Friday, April 11, 2014

Love, Sex And Relationship/Marriage


Love and marriage

As a marriage counselor I have always tell ladies to marry the man that truly have feelings for them and that loves them than the way she does, reasons because in the days of adversity like menopause, pregnancy, menstrual periods, sickness, old age and lots more the man will still stand by them through till to the end. For the lady, any kind act showed her will build up love and make her grow in love the more. As marriage progresses women tend to love more than the way they love when they started. However for the man is not the same. The tendency is that if the woman loves more than the man, love diminishes with the man because of familiarity and other factors peculiar to women; menopause, sickness, pregnancy and value begin to reduce for this singular reason. That is why most men cheat on their wives. So the love should be 55%-70% for men and 30%-45% for women. For it easier for the woman to develop love with time as the man shows care and love while for the man the tendency is that it is easier to diminish in love since there is no enough love for start up.

Further more the man is called to love while the woman is called to respect and follow for the holy scripture says the man should love their spouses and the woman should honor or respect or submit or obey (Eph 5:22-25).

Cultivating love and earning respect

The formula is simple if the woman wants the undying love of her husband, she should play the fool and show diligence and effectuality in what she does. She should show grave sign of respect and politeness. Don’t nag them down or complain too much about what they do and could not do. Know when and how to correct them. Make them always take the lead even if it was your own idea after all you are not competitors but you are complements to one another. You can express displeasure but respect their opinion and suggestions should be made when necessary. In all try show discretion at all times.

Most men are tormentors; they nag than women, complain visually about everything their spouses do, fight and quarrel their women. The woman natural wants to be right or correct at all times because she wants to be valued, cherished and adored, they will feel rejected and not valued if they only see their wrongs. Or when you make them feel they can never be correct. The only way out they will put up defense that can throw away the respect and submission they are supposed to offer the man.

So is simple, if the man wants respect he should show love and if the woman wants admiration and love she should respect her spouse.







A.      Avoid using the word you. Whenever you use the word you, it sounds like attacking and it always very normal for one to defend when they are attacked. So always include yourself in the correction. For example, you can say “we should have turned it the other way round; things would have gone well. Or use the word I; for example, I think the way you are handling the issue is not right or say “ I think the issue is not properly handled.

B.      Use the sandwich method of correction or criticism; admonishment – criticism – admonishment. The idea is praise them for what they have done well then correct them and again thank them for a job well done. After a presentation, you want to point out where they didn’t do well; first tell them where they have done well and then later point out their wrong and again just say “I must say you did well tonight”

Most men can insult their spouse for allowing too much salt in the soup, what about the plates she has washed? The children she took to school? What of the house that is well swept?

Sex and relationship/marriage
There is no wrong sex only what is wrong is the partner, sex should be for married couple only. The man is always sexual driven than the woman, so if you want your marriage to work out as a woman you must try and satisfy your man at all times, so he does not go out and seek satisfaction else where. Most women as soon as there is misunderstanding at home they starve their spouse of the pleasure. In that case you are inviting trouble.

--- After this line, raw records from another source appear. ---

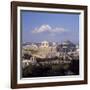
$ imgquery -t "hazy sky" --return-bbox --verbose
[21,11,79,43]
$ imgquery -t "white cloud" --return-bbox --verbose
[32,24,66,33]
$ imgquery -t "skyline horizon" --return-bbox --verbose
[21,11,79,43]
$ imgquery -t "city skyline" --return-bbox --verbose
[21,11,79,43]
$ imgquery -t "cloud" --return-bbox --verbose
[32,24,66,33]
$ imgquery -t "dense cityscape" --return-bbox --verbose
[21,40,79,77]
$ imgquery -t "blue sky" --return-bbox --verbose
[21,11,79,43]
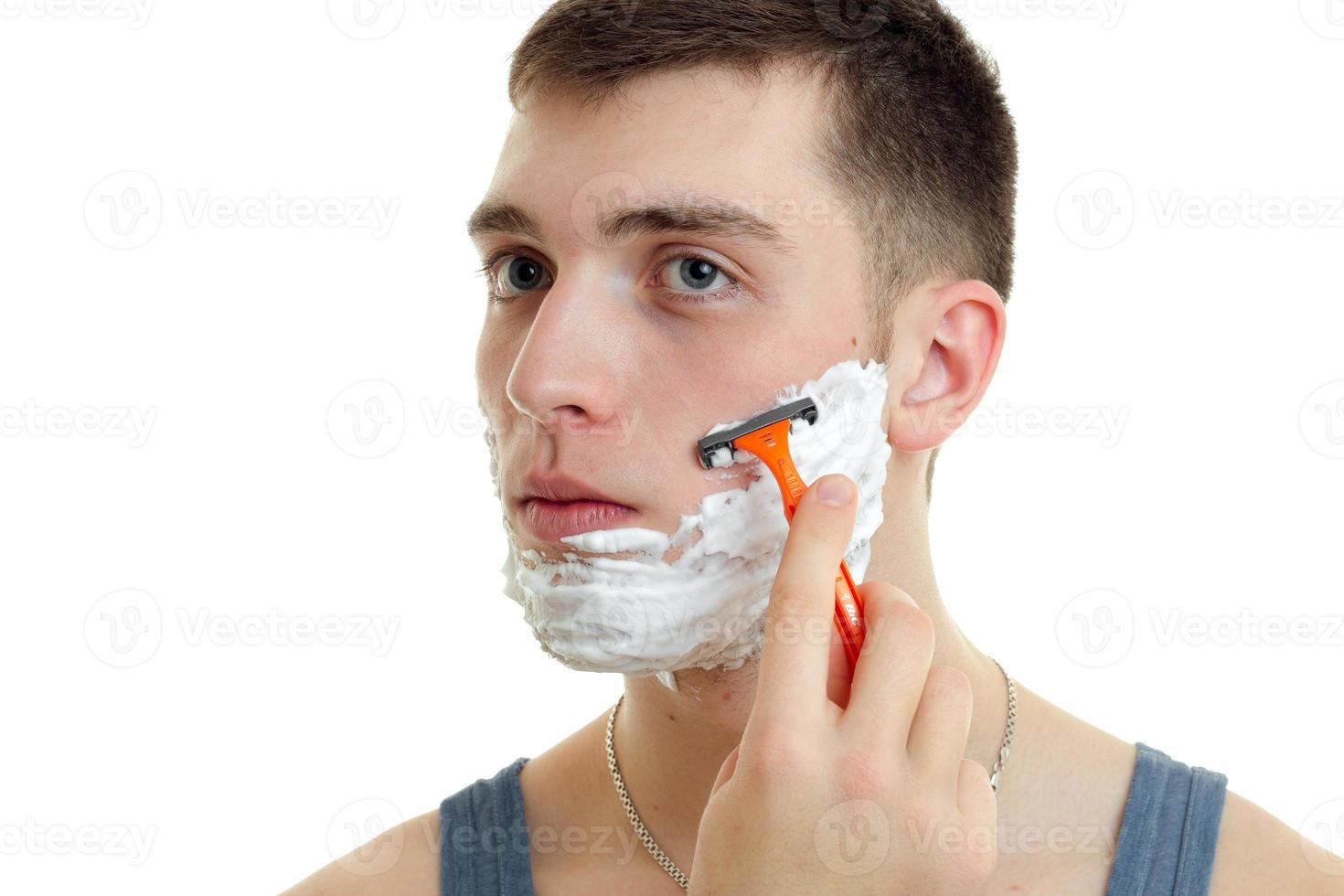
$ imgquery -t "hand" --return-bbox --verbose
[689,475,997,896]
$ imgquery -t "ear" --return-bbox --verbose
[889,280,1007,452]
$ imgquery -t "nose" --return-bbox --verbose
[506,278,633,434]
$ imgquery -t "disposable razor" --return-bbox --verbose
[695,398,863,676]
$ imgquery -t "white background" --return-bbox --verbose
[0,0,1344,893]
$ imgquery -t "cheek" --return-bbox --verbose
[475,324,517,407]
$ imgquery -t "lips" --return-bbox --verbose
[521,497,635,541]
[518,473,637,541]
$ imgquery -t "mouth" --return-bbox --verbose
[520,497,637,541]
[517,472,637,543]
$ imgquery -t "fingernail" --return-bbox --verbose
[817,475,853,507]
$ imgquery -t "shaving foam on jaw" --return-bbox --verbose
[485,360,891,679]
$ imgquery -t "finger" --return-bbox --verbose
[752,473,858,721]
[827,620,863,718]
[841,581,934,747]
[906,667,972,794]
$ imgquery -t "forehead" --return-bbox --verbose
[489,69,830,236]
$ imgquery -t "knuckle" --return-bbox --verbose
[924,667,972,709]
[836,750,895,804]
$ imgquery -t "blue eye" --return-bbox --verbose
[493,255,549,297]
[663,258,732,293]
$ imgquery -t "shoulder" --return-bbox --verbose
[1209,790,1344,896]
[283,808,440,896]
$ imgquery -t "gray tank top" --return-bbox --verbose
[438,743,1227,896]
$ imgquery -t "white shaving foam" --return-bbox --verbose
[485,360,891,679]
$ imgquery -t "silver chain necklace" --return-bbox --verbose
[606,656,1018,890]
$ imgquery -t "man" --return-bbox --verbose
[293,0,1344,895]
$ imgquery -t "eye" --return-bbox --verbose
[491,255,549,298]
[658,257,734,293]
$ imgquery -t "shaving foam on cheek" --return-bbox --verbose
[486,360,891,687]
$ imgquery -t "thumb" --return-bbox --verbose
[709,747,738,798]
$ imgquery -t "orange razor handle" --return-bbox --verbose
[732,421,864,676]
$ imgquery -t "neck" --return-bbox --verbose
[614,453,1009,873]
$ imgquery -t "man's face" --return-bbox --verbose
[473,69,871,558]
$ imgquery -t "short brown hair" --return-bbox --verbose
[508,0,1018,496]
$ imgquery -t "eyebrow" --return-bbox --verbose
[466,197,795,255]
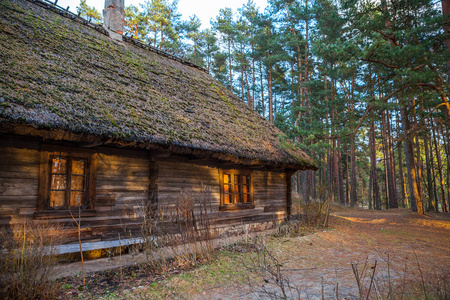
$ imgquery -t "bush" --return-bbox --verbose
[0,221,60,299]
[140,186,214,270]
[273,200,330,237]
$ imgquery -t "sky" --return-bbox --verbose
[54,0,267,28]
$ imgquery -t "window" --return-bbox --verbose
[220,170,255,210]
[48,156,88,209]
[35,145,96,215]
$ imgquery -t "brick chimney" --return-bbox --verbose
[103,0,125,41]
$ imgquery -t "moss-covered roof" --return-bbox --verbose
[0,0,315,169]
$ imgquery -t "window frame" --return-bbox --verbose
[37,145,97,214]
[219,169,255,211]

Sex brings unity and oneness of spirit among couples. Sex should not settle quarrels but settle quarrel before sex so that it can be well enjoyed and cement or concretize understanding.

Period when the woman may refuse her husband sex
When she is pregnant – the pregnancy period is a time she experience all sort of illness and displeasure, so the man should subject the urge and act like a one who no self control.

When she is breast feeding – during this time she is under discomfort and her mind is not settled.
When she is emotional imbalanced – this is when she is tired, worried, unhappy, hungry, and sick, etc. the lady has to be in the mood before sex; for the man little things may turn him on but not so for the woman; she must be in her right mind and excited arrived at her excited state when she is sexually and emotional ready.
When she is in her menstrual period – it is not even advisable for a man to demand sex when his partner is on; not for the sake of the state of the woman alone but for the fluid that flow with unpleasant odor or smell. More so, during this period she feels irritated, any demand for makes her see you as a selfish person.

How to improve sexual life in marriage
o   Say romantic words and show concern. In nut shell be romantic and caring.

o   Dress cute and attractive when going to work or market.

o   Seduce one another mainly at night or when you are alone. The wife may just walk necked at times at home.

o   Dress cute and attractive when going to work or market.

o   Seduce one another mainly at night or when you are alone. The wife may just walk necked at times at home.

o   Settle quarrels before dark.

o   Don’t make the man feel as if he is a he-goat, by rejecting him sometimes.

o   Don’t be of the habit of refusing your spouse

o   When your partner is down, sick, pregnant etc don’t trouble them or sex.